How to protect to show the package contents of my app?

Discussion in 'Mac Programming' started by newformac, Jun 1, 2011.

  1. macrumors regular

    May 24, 2011
    Hi all,

    i want to protect to show the package contents.

    is there any method to this.

    of if its is not possible ,can i make is password protected.

    please help me for this.

    thanks in advance.
  2. macrumors Core


    Jul 24, 2006
    The Ivory Tower (I'm not coming down)
  3. Hansr, Jun 1, 2011
    Last edited: Jun 1, 2011

    macrumors 6502a

    Apr 1, 2007
    What do you need to hide? Might just binary encode the resource (maybe with some hashing etc) or bundle it into the main binary?
  4. macrumors G5


    Nov 25, 2005
    I can show the package contents of the Finder. Of iTunes. Of Microsoft Word. Of Adobe Reader. Of Xcode. Even of MacDefender. Why on earth would you want to hide the package contents of your app? Do you think anyone cares? Don't you have more important things to do, like making it actually work?
  5. macrumors member

    Oct 31, 2008
    New York
    Learner it's really no different then going to C:\program files\PROGRAM_NAME\

    and viewing all that jazz. Also opening and editing .dll files.

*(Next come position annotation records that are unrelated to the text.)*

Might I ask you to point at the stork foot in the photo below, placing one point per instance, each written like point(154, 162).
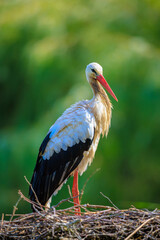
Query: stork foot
point(75, 194)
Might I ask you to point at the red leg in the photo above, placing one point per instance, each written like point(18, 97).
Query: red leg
point(75, 193)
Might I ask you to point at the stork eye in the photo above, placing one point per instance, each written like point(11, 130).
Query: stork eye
point(93, 71)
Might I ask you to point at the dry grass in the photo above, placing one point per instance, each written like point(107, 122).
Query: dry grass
point(95, 222)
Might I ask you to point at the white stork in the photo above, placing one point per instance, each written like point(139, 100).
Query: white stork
point(72, 140)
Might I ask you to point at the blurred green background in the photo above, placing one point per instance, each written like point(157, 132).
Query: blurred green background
point(44, 49)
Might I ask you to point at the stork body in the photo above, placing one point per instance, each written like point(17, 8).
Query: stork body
point(71, 142)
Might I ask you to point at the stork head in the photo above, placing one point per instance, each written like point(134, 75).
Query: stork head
point(94, 72)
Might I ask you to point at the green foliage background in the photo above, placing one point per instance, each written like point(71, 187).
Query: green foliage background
point(44, 49)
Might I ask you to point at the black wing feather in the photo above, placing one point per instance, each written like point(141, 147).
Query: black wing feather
point(50, 174)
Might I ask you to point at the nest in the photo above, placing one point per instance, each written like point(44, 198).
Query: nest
point(95, 222)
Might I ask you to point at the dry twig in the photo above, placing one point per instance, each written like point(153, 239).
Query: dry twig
point(95, 222)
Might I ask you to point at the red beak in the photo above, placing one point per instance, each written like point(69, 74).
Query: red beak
point(102, 80)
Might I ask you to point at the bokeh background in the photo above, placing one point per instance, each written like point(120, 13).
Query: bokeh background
point(44, 49)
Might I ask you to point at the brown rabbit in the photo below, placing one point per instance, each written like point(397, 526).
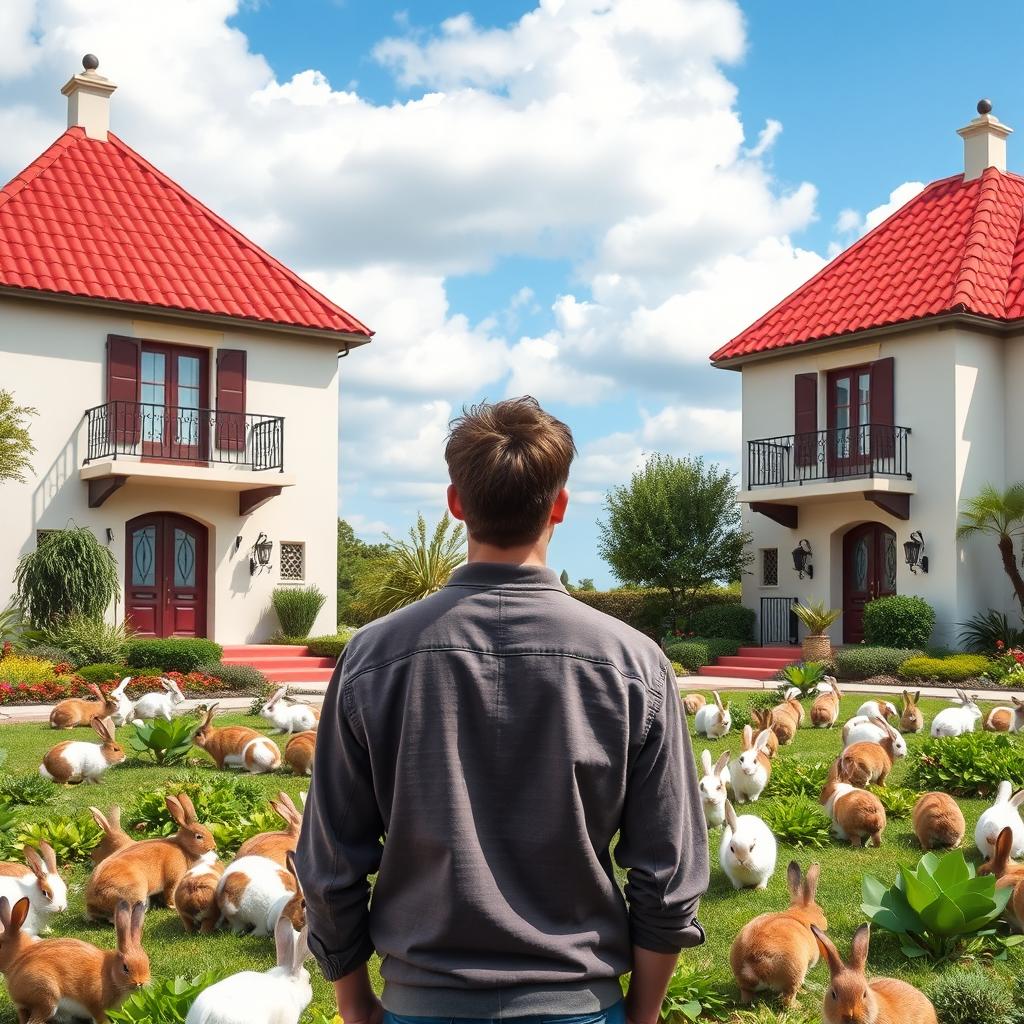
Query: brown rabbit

    The basic user doesn't do **** to that. The above basic might edit some files to change the UI or rename some things inside. Advance might be able to hack it.

    *If PSN can't stop intruders don't think you can either.
  6. holmesf, Jun 1, 2011
    Last edited: Jun 1, 2011

    macrumors 6502a

    Sep 30, 2001
    From the view of the OS your .app file is a directory like any other (fun exercise: try making a directory and then rename it to So protecting it would require giving the OS access to this directory without giving the user access -- impossible.

    If there is something in there that you don't want users accessing you're going to have to use a very robust security scheme. And even then it will probably be cracked anyway, and just to embarrass you for even trying to protect your app they'll probably try to crack it in less than an hour. (if a company like Adobe cannot manage to protect their assets, do you think you can? of course not).

    Not to sound meanhearted, but I've released software in the past and know that it's useless to try to do this sort of thing. Back in 2003 I released a game, and even though I was using what I thought was a clever scheme to validate serial numbers pirates reverse engineered it and used it to spit out every single valid serial number in a matter of a day. If someone wants to break your software bad enough they simply will.